Une attachée territoriale affectée au service d’une commune avait demandé à son employeur de reconnaître l’imputabilité au service d’un accident survenu le 29 novembre 2018 correspondant à l’annonce faite par son supérieur hiérarchique qu’elle serait amenée à partager le bureau d’une autre collègue avec laquelle il était connu qu’elle n’entretenait pas de bonnes relations.

Le maire a refusé de faire droit à la reconnaissance de l’imputabilité au service de cet événement et l’affaire a été portée devant la cour administrative d’appel de Toulouse. Celle-ci a jugé que le maire n’avait pas commis d’erreur d’appréciation en refusant de reconnaître l’imputabilité au service de l’accident.

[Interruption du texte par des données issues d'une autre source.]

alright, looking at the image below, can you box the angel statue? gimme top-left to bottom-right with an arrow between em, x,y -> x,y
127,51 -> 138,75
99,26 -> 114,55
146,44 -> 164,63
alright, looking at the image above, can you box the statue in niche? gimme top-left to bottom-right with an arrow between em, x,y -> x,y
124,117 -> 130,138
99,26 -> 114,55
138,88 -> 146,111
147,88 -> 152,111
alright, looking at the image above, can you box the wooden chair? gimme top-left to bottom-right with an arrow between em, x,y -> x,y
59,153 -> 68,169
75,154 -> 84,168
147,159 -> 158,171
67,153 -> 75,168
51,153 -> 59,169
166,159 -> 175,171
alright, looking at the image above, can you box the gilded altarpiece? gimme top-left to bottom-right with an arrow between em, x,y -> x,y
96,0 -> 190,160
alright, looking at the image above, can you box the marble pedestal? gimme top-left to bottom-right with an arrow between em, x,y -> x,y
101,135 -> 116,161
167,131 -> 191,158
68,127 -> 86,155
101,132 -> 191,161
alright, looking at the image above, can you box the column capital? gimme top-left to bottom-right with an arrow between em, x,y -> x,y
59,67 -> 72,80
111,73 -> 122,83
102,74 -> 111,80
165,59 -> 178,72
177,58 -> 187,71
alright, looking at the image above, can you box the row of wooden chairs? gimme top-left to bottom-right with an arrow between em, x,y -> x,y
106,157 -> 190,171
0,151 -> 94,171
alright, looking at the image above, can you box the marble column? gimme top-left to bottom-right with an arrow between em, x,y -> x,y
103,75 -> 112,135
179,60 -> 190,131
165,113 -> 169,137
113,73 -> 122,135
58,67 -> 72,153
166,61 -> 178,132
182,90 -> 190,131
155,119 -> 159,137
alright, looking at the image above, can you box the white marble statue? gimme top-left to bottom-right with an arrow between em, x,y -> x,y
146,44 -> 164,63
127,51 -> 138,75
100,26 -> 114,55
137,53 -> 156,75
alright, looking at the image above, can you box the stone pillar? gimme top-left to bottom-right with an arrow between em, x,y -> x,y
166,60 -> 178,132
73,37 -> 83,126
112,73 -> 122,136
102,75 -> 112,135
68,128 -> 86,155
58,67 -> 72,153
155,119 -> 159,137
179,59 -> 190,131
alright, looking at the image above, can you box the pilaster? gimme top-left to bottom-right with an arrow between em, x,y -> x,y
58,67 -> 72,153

La cour de Toulouse a fait une application orthodoxe de la jurisprudence dégagée par le Conseil d’État en 2021 :

« Constitue un accident de service, pour l’application des dispositions précitées, un évènement survenu à une date certaine, par le fait ou à l’occasion du service, dont il est résulté une lésion, quelle que soit la date d’apparition de celle-ci. Sauf à ce qu’il soit établi qu’il aurait donné lieu à un comportement ou à des propos excédant l’exercice normal du pouvoir hiérarchique, lequel peut conduire le supérieur hiérarchique à adresser aux agents des recommandations, remarques, reproches ou à prendre à leur encontre des mesures disciplinaires, un entretien, notamment d’évaluation, entre un agent et son supérieur hiérarchique, ne saurait être regardé comme un événement soudain et violent susceptible d’être qualifié d’accident de service, quels que soient les effets qu’il a pu produire sur l’agent » (CE, 27/09/2021, n° 440983).

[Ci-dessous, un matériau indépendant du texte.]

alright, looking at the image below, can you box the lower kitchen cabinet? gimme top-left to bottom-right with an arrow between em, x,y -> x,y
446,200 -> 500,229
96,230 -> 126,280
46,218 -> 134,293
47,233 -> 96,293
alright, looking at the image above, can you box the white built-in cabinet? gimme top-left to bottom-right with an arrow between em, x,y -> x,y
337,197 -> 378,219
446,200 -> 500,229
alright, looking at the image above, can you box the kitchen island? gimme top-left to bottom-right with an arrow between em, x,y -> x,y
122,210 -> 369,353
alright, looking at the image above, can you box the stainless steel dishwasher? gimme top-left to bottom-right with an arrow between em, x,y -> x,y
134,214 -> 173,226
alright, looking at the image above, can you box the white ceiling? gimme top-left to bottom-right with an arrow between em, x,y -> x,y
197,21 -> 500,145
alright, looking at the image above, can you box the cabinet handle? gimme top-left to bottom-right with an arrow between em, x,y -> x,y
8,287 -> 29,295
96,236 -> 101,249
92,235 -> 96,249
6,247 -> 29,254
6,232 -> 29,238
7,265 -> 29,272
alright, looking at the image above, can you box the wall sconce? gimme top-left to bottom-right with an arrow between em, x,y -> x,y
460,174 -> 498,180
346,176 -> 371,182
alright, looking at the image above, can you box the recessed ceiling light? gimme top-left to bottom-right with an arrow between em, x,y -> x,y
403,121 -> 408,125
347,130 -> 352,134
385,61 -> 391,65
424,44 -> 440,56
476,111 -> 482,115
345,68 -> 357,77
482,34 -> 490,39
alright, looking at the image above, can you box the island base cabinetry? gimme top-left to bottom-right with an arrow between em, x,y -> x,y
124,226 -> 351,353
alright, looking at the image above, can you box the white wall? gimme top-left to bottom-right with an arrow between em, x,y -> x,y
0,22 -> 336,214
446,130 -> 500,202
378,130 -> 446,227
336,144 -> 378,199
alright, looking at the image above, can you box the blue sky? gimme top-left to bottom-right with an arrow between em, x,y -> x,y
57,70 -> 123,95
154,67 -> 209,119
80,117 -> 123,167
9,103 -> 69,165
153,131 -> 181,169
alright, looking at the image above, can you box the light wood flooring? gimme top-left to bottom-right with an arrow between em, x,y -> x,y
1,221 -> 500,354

L’idée qui sous-tend cette jurisprudence est de cantonner la reconnaissance d’un accident de service aux seuls cas dans lesquels l’agent est exposé à un véritable risque ; ainsi, en ce qui concerne les entretiens menés entre un supérieur hiérarchique et ses subordonnés, le juge s’attache à conserver une certaine liberté à l’encadrement pour mener ces entretiens et dire les choses aux agents sans risquer d’être tenu pour responsable d’un accident de service à chaque fois qu’une remarque désagréable est formulée.

La qualification d’accident de service requiert la démonstration d’un comportement ou de propos excédant les limites raisonnables d’exercice du pouvoir hiérarchique : insultes, injures, brimades, humiliations….

Ainsi que le relève le rapporteur public près le Conseil d’État, M. Pichon de Vendeuil, « Il faut donc bien, au sens de cette jurisprudence, un événement non seulement soudain mais encore qui dépasse les bornes du simple désagrément, elles-mêmes appréciées de manière objective et non du seul point de vue de l’intéressé ».

La leçon à tirer de cette jurisprudence est de deux ordres : d’une part, il appartient aux managers de demeurer pondérés et mesurés dans leur comportement et leurs propos à l’égard de leurs équipes et, d’autre part, il doit être rappelé aux agents que de simples contrariétés ou remarques désagréables pouvant être émises par un supérieur hiérarchique, même quand elles provoquent chez eux une réaction psychologique difficile, ne constituent pas nécessairement un accident de service.